Meine Aufrichtigkeit, wiederholte Silas und senke unwillkürlich den Blick. War er wirklich aufrichtig? Wenn er im Herzen schlecht von ihr dachte, zugleich aber ihre Nähe suchte. Und zwar aus einem einzigen selbstsüchtigen Grund, weil es ihm in ihrer Gegenwart gelang, sein eigenes Elend zu vergessen.

„Ihr denkt, ich bin ein guter Mensch", stellte er fest, wie zu sich selbst.
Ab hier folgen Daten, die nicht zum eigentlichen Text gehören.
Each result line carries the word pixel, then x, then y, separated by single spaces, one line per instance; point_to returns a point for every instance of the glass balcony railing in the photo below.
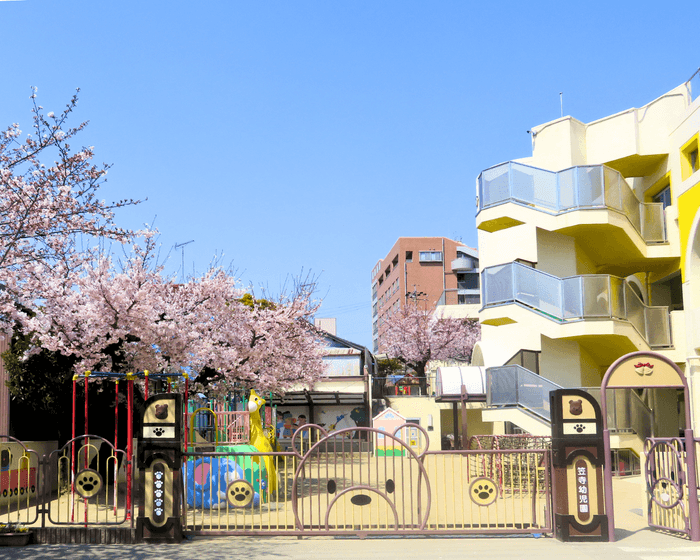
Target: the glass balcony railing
pixel 516 386
pixel 577 188
pixel 576 298
pixel 693 86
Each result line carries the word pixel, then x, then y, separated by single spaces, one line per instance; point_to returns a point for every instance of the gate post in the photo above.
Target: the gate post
pixel 693 506
pixel 159 462
pixel 578 458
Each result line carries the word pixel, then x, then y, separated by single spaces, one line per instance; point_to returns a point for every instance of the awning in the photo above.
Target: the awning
pixel 317 398
pixel 449 381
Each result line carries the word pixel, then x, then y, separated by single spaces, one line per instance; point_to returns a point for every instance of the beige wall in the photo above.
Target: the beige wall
pixel 421 407
pixel 505 246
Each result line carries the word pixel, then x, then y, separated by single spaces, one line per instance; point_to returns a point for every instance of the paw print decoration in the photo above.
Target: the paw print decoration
pixel 88 483
pixel 483 491
pixel 240 493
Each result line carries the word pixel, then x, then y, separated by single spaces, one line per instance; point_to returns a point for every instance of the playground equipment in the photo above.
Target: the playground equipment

„Ich weiß es", sagte sie noch einmal und befreite dabei ihre Hand aus der seinen. „Und jetzt leb wohl und pass vor allem auf dich auf." Ihre Blicke trafen sich noch einmal und Silas erkannte, dass ihre Augen wieder einen traurigen und besorgten Ausdruck angenommen hatten. Doch noch bevor er etwas sagen konnte, war sie in der Dunkelheit verschwunden. Ihr schwarzes Haar und das Wolltuch fügten sich so selbstverständlich in den nächtlichen Palmenhain, dass Silas nur ihre hellen Fußgelenke blieben um auszuloten, in welche Richtung er ihr nachsehen konnte.